Сергей молчал. Потому что всё это было правдой.
— Я тебе говорила: мы с тобой семья. Не я, ты и твоя мама. А сейчас выходит, что у нас тут, извини, тройничок. Только без секса. Зато с её вечными комментариями про мои окна и запах её кастрюль.
— Хватит, — резко сказал он. — Ты всё преувеличиваешь. Она просто старомодная.
— Нет, Серёжа. Она не старомодная. Она… ядовитая. Понимаешь? Ток-сич-ная. Ты хоть раз слышал, как она разговаривает со мной, когда тебя рядом нет?
— Ну… — начал он неуверенно.
— Конечно, нет. Потому что ты вечно оказываешься на пробежке, в душе, в наушниках. А она в это время объясняет мне, что котлеты мои резиновые, а губы накрашены, как у продавщицы с ларька.
Он слабо усмехнулся:
— Ты хочешь сказать, она тебя прессует?
— Прессует? Нет. Она меня выжигает. По капле. Как уксусом металл. — Голос Полины сорвался, дрогнул.
В кухне стало тихо. Даже часы на стене тикали осторожнее.
— Ты же сильная, — сказал он наконец. — Потерпи немного. Ты сама любишь говорить, что умеешь держать дистанцию. Вот и покажи.
Она коротко рассмеялась. Без радости. От усталости.
— Серёж, дистанция держится, когда обе стороны её признают. А твоя мама их ломает. Как трактор заборы на дачах.
Он отвёл глаза.
— Поля, прошу тебя. Месяц. Только месяц. Потом она сама уедет. Честно. Я поговорю с ней, если что… если будет перебарщивать.

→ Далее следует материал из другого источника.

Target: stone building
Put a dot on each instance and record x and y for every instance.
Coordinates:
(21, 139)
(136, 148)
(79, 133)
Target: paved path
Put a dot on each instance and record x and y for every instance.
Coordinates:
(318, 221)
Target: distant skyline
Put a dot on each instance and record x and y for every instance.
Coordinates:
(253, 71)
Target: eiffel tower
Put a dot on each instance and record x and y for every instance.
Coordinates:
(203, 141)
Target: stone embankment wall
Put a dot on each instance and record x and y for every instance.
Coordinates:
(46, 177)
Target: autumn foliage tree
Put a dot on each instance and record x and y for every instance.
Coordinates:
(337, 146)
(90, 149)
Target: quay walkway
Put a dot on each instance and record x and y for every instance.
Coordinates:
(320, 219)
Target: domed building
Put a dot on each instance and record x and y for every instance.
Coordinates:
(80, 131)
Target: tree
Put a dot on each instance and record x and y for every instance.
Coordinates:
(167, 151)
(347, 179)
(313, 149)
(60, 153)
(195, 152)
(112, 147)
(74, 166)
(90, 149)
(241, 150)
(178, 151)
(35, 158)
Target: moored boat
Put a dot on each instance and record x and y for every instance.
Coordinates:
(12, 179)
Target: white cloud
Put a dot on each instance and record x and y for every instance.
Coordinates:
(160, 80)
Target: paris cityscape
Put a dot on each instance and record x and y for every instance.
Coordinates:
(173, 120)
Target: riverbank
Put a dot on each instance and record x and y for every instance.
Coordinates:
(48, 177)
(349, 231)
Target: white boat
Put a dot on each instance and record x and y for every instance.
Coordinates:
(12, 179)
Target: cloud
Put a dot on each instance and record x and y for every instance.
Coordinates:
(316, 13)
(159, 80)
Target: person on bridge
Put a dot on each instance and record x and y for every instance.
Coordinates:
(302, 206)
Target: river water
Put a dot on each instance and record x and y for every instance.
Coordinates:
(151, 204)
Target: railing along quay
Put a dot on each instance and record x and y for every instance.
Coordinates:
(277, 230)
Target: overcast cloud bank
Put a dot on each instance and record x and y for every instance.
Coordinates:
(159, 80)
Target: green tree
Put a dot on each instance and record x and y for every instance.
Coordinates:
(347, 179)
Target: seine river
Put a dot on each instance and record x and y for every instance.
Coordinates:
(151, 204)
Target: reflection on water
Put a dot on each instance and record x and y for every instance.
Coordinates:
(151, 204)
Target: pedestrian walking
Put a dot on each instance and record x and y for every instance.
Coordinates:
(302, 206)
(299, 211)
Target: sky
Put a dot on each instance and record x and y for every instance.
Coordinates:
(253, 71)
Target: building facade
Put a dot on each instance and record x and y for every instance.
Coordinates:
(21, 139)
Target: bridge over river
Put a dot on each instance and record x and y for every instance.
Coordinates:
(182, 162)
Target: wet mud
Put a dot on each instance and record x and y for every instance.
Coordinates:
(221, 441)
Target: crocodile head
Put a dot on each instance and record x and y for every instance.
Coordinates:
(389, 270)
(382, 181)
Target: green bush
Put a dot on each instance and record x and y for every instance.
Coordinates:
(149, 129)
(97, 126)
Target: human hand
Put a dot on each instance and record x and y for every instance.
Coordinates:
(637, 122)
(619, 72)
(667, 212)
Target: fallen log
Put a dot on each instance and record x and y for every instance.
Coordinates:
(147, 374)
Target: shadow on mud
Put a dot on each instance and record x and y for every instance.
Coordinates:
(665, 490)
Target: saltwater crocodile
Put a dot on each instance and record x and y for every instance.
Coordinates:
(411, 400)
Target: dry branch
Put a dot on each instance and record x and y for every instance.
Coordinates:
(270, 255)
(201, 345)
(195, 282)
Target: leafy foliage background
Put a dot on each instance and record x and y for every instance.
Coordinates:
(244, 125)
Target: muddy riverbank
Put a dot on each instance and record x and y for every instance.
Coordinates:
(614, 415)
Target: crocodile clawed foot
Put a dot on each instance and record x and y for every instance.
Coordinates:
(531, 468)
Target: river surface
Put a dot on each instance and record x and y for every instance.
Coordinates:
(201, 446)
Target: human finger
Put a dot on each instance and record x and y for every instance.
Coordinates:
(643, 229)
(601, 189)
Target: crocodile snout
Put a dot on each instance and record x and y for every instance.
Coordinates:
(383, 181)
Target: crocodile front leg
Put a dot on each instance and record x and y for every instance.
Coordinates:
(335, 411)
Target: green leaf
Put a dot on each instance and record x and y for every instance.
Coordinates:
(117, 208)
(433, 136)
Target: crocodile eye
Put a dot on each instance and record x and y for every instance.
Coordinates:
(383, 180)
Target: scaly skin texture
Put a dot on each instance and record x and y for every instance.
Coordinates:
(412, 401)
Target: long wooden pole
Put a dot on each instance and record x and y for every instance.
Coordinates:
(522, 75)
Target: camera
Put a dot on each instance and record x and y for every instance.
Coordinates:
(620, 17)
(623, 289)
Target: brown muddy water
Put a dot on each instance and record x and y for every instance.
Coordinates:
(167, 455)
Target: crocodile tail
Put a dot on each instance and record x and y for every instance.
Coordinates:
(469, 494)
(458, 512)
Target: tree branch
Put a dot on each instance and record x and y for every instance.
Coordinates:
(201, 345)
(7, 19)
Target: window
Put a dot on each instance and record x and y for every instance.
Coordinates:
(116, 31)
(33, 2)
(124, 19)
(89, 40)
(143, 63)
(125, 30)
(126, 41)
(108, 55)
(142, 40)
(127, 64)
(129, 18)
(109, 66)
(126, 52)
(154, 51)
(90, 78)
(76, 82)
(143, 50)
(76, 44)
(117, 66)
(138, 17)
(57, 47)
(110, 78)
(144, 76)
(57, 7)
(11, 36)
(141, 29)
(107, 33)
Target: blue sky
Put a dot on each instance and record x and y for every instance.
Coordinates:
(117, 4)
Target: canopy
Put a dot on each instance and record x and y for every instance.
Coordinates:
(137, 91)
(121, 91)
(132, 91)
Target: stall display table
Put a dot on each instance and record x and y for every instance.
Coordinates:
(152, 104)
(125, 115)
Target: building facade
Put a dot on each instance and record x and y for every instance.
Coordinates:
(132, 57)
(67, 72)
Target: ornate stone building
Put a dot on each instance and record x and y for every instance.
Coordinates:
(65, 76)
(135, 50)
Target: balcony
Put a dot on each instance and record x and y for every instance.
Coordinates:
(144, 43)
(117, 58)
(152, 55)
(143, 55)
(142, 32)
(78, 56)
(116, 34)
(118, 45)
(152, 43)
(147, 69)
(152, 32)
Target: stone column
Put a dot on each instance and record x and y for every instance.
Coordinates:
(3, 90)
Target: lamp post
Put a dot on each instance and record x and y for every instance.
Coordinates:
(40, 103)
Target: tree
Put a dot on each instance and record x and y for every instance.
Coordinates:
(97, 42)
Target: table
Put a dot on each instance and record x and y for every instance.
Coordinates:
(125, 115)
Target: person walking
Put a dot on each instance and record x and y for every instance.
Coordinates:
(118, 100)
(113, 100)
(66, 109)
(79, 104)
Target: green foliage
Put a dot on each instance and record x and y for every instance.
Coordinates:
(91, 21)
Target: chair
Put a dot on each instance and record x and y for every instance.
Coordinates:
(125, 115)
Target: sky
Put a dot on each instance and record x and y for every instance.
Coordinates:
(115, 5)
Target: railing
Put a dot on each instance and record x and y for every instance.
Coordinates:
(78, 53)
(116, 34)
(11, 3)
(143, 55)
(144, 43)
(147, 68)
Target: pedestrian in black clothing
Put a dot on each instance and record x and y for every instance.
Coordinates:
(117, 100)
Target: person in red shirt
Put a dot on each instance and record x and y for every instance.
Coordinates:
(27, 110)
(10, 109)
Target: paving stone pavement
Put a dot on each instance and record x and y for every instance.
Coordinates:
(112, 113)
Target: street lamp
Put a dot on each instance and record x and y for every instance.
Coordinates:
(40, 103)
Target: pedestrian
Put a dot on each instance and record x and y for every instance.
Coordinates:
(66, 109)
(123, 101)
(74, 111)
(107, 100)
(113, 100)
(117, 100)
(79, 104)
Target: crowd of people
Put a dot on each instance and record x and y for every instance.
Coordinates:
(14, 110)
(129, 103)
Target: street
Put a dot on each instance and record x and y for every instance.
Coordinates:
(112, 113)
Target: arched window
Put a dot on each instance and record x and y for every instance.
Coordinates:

— Ты? С ней поговоришь? — она горько усмехнулась. — Ты же голос на неё никогда не повышал. Она чихнёт — ты уже несёшься в аптеку.
Ответа не последовало.
Полина подошла к окну. Внизу тот же двор, выгоревшие качели, кусты малины, которые она сама когда-то сажала. Сажала с надеждой, что тут будет дом. Их дом.
— Она заедет завтра, — произнёс он почти шёпотом. — Я помогу привезти вещи.
Она обернулась.
— Прекрасно. Не забудь ей кресло у окна и табличку на дверь повесить: «Главная хозяйка». Потому что если ты думаешь, что она тут только на месяц — это твой самый смешной прогноз. После того, как ты говорил: «я в баре всего на полчасика».
Он хотел возразить, но махнул рукой:
— Я в магазин схожу.
И ушёл. Просто ушёл. Как всегда — когда нужно было остаться.
Полина осталась в кухне. Морковка валялась на полу, овощи катались по углам, а в воздухе стояла гулкая тишина. И она уже знала: это только начало.
А на следующий день гулко раздалось:
— Я не поняла, это что за кружка на моём столе?!
Голос Ларисы Аркадьевны звенел по нервам, как ложка по зубам.
Полина сидела в гостиной с ноутбуком на коленях. Чашка с недопитым утренним чаем стояла рядом, на столике, который она всегда считала своим. Её столик, её квартира. Но с некоторых пор всё это будто перестало принадлежать ей. Даже воздух изменился — стал густой, навязчиво пахнущий лавандой, которой Лариса Аркадьевна щедро брызгала по утрам, сопровождая это звонким: «освежим, а то здесь будто собаку держали».
— Это мой стол, Лариса Аркадьевна. Я сижу там, где хочу, — Полина не подняла глаз от экрана.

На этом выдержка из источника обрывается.